Murdered Chechen president's son is new deputy leader
Dead Chechen leader's son takes command
Obituary: Akhmad Kadyrov
The son of the slain pro-Moscow Chechen president Akhmad Kadyrov was appointed deputy leader of the troubled region yesterday as thousands of mourners bid his father farewell at his Muslim funeral.
The appointment of Ramzan Kadyrov, a boxer, is controversial andlikely to stoke speculation that the Kremlin is lining him up to succeed his father.
Ramzan, 27, gained a fearsome reputation as the head of his father's 1,500-strong security unit and is accused of presiding over the abduction and torture of hundreds of Chechen civilians.
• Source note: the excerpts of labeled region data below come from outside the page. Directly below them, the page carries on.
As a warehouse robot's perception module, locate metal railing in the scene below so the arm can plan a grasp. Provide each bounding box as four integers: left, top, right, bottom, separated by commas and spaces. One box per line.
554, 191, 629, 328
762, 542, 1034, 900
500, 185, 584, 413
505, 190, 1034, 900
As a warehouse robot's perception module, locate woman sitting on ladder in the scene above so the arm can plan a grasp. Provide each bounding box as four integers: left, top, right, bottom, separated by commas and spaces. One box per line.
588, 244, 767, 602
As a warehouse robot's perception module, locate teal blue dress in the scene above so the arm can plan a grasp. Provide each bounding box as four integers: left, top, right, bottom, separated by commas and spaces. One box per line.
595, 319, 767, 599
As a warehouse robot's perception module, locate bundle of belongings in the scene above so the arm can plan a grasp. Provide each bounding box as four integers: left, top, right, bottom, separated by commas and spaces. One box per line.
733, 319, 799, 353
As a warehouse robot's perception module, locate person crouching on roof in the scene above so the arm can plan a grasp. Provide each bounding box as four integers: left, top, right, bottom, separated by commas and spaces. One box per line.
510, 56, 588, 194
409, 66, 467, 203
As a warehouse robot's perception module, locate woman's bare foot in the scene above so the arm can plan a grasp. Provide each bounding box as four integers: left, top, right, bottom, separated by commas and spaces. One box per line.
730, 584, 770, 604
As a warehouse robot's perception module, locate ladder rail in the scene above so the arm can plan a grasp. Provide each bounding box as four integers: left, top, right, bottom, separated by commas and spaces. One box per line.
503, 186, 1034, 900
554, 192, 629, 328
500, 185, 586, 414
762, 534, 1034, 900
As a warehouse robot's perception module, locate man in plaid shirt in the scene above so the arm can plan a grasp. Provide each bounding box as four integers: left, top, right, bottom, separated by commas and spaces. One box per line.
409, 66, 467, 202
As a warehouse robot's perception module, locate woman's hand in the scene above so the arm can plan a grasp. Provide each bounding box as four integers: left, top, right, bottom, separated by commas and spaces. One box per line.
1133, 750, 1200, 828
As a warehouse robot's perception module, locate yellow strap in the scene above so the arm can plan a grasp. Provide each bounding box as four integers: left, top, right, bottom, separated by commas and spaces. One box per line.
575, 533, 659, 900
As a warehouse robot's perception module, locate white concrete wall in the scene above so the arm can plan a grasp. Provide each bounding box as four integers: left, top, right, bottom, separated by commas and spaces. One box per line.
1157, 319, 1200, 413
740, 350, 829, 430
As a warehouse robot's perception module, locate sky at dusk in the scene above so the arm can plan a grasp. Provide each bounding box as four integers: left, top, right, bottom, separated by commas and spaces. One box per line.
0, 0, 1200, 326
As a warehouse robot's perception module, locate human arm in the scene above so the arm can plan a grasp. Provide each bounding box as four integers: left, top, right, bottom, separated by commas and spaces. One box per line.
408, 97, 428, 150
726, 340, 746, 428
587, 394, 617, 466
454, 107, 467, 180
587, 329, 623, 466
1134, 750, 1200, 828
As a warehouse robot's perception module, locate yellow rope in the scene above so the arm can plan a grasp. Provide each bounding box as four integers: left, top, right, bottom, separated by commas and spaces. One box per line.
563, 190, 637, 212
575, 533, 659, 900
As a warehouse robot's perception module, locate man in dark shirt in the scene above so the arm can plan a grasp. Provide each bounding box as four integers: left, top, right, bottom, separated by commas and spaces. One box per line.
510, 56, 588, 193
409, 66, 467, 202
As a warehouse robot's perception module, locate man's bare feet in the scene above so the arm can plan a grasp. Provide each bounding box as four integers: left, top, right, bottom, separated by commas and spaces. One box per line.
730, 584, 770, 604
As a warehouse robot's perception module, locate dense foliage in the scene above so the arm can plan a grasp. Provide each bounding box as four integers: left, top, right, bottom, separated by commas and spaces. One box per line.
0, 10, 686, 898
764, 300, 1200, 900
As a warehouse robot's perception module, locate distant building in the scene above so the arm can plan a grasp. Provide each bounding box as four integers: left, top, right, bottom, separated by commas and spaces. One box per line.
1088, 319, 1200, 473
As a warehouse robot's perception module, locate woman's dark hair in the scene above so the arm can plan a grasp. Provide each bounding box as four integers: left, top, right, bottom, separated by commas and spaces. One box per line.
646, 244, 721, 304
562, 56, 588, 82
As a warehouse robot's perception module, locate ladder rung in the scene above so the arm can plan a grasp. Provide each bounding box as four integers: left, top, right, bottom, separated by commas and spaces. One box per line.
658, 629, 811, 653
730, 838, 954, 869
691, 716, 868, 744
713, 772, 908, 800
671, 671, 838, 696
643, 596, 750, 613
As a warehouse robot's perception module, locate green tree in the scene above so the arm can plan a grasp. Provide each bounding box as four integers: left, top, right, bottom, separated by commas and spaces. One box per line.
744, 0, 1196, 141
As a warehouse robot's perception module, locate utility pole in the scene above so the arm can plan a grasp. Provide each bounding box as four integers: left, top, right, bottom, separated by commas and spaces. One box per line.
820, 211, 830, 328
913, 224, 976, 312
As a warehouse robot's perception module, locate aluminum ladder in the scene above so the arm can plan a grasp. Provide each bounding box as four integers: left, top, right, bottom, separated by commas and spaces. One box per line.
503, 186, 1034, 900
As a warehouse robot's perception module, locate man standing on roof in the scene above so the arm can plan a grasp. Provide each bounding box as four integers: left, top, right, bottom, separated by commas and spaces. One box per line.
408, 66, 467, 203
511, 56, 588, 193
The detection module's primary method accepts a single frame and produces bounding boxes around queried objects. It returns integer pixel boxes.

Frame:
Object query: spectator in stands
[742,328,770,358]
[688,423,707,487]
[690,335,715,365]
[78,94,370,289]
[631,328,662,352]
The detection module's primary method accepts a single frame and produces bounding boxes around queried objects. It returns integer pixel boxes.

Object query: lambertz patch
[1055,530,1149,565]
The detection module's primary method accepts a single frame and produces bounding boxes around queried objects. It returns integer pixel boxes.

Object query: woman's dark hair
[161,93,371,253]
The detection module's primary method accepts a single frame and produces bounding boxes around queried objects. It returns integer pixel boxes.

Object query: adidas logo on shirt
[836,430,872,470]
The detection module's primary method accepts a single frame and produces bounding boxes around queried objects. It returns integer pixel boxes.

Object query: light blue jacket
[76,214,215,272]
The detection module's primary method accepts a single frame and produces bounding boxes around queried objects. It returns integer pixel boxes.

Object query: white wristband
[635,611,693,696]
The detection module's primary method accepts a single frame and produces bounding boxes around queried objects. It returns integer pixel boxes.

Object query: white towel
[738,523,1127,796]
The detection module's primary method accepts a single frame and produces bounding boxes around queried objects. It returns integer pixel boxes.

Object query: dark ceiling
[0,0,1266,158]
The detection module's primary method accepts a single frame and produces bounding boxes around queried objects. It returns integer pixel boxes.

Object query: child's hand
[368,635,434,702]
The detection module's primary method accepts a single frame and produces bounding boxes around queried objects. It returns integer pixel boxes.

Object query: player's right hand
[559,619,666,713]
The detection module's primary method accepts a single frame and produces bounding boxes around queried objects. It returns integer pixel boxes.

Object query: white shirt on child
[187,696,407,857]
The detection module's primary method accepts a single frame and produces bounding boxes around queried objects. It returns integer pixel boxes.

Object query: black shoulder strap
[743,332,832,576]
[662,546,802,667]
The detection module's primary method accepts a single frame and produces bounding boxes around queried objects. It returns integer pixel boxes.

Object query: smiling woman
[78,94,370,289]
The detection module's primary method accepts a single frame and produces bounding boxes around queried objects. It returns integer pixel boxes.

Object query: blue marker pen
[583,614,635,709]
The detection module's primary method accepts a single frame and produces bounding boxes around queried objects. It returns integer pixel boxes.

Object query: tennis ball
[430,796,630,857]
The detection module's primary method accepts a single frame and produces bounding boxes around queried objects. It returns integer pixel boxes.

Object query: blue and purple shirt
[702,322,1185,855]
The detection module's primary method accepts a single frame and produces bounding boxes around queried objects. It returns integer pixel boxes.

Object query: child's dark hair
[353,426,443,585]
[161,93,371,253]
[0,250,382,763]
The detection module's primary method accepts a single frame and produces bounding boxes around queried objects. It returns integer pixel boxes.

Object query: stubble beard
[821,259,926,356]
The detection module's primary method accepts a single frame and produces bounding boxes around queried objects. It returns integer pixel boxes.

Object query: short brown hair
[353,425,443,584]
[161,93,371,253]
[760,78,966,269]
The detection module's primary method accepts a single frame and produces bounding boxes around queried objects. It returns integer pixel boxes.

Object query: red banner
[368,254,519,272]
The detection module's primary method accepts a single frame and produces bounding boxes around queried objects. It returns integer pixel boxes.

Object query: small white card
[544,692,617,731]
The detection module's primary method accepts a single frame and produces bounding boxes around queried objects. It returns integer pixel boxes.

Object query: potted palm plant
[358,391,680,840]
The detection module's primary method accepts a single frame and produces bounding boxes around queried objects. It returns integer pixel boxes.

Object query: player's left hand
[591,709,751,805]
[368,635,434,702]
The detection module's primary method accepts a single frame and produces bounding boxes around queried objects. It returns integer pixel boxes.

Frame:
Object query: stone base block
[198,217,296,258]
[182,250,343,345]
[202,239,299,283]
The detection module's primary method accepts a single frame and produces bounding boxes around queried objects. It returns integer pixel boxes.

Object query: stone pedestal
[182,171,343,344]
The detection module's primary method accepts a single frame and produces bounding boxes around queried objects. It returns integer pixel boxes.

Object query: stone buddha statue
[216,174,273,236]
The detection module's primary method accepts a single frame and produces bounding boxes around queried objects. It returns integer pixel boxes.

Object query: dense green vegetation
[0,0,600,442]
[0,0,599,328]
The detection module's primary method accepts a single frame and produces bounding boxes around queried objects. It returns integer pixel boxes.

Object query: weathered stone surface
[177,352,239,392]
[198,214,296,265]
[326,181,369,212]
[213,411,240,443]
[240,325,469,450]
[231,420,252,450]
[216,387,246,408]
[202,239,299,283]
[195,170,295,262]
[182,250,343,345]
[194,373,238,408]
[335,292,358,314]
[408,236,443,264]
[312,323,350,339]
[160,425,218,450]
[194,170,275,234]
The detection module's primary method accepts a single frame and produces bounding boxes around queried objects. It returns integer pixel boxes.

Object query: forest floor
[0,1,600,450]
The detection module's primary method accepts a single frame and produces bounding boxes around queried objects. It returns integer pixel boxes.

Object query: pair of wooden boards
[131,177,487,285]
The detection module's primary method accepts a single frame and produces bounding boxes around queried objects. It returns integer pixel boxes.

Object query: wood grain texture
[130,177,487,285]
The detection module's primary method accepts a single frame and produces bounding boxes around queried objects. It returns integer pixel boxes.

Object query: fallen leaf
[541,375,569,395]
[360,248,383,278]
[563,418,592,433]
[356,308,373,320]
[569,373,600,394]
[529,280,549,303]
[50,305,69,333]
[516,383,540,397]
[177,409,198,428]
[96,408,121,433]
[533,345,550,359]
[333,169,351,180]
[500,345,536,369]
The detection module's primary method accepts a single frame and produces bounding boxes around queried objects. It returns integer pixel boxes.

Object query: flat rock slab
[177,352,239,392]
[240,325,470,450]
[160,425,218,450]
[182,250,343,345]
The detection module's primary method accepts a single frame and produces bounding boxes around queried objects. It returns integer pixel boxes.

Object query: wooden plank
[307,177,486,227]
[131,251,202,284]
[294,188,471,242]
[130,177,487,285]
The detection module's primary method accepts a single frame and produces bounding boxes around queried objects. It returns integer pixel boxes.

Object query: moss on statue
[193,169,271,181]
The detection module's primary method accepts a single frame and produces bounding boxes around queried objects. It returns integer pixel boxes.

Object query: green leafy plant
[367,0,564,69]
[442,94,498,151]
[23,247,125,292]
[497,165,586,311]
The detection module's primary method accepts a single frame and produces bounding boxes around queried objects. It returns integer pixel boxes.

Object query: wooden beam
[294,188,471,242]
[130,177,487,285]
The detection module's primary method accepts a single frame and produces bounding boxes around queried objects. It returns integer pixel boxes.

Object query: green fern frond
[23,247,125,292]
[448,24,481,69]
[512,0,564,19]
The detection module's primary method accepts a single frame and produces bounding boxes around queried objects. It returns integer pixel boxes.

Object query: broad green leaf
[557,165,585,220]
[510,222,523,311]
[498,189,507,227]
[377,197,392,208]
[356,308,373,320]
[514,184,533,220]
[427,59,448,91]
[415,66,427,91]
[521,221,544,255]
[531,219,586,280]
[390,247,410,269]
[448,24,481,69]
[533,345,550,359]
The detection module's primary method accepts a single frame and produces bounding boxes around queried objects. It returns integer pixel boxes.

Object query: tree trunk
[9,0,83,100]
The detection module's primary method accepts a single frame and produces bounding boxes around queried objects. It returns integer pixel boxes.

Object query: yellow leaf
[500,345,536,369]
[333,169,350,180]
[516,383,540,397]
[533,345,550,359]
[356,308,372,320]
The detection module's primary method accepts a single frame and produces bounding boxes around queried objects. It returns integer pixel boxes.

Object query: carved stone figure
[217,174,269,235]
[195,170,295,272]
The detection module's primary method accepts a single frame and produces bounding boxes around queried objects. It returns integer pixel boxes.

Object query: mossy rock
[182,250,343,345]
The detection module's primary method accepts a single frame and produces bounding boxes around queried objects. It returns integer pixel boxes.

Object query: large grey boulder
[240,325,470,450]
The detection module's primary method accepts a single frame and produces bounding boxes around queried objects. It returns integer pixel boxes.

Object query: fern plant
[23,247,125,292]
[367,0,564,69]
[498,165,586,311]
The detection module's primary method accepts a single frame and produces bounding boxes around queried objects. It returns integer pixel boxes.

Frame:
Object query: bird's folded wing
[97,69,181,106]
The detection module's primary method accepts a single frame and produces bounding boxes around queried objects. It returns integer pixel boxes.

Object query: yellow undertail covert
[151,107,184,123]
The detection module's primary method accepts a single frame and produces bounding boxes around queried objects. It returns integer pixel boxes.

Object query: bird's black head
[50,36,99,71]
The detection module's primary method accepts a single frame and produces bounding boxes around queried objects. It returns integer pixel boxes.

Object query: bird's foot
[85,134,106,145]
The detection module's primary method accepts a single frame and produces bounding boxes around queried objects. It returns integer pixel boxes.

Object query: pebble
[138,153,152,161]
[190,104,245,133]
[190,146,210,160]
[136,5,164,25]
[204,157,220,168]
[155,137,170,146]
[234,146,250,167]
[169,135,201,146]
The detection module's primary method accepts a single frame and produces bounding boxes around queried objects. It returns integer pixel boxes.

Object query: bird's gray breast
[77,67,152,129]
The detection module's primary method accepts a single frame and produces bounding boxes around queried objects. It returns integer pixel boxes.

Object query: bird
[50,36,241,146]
The Moscow-backed administration's statistics show that last year alone 477 Chechens "disappeared", often in the middle of the night.
A tearful Ramzan, who denies all such accusations, appeared on Russian television with a sombre-faced President Vladimir Putin just two hours after his father was blown up in a sports stadium on Monday. His elevation to the deputy leadership of the republic was sanctioned by the Prime Minister, Sergey Abramov, Chechnya's acting president.
Ramzan's face was prominent on Russian television again yesterday as he and his brother Zelimkhan helped to carry their father's sheepskin-covered body to its final resting place in his home village of Tsentoroi, 30 miles south-east of Grozny, the Chechen capital.
Thousands of Chechens paid their last respects to the mufti turned politician weeping and chanting Muslim prayers before lowering his body into the earth. Yesterday was the first of three days of official mourning.
Investigators appear to have made little progress in tracking Mr Kadyrov's murderers, but believe that the bomb which killed him was planted long ago on the off-chance that he or one of his senior lieutenants might appear in the sports stadium.
Mr Kadyrov's colleagues say he had not intended to be at the stadium for the Second World War victory parade but made a last-minute decision to attend.
The authorities say the explosion was caused by two artillery shells which were detonated under the stadium's VIP stand either by remote control or by a timer device. One of the shells failed to explode.
The senior federal prosecutor in southern Russia, Sergei Fridinsky, suggested that whoever was behind the explosion had help from someone with access to the stadium, saying in televised comments that the level of security meant "an outsider could not have come and set off an explosive device".
The official death toll ranges from six to 30, with the authorities saying that it is too early to give a precise figure. Among the dead were Khusein Isayev, the head of Chechnya's State Council, and a photographer for the Reuters news agency, Adlan Khasanov, who was taking pictures near Mr Kadyrov when the explosion occurred.
Twenty-one people were in hospital yesterday, including General Valery Baranov, Russia's senior military figure in Chechnya, who is in a stable condition, having had a leg amputated.
The Russian government is convinced that the attack was the work of Chechen separatists who have been waging an armed struggle for independence from Russia for much of the past decade.
The separatist leader Aslan Maskhadov has denied involvement in the attack, claiming yesterday that the assassination was the work of the Russian security service "to liquidate the puppet government". He alleges that Mr Kadyrov had served his purpose and Moscow wanted fresh blood.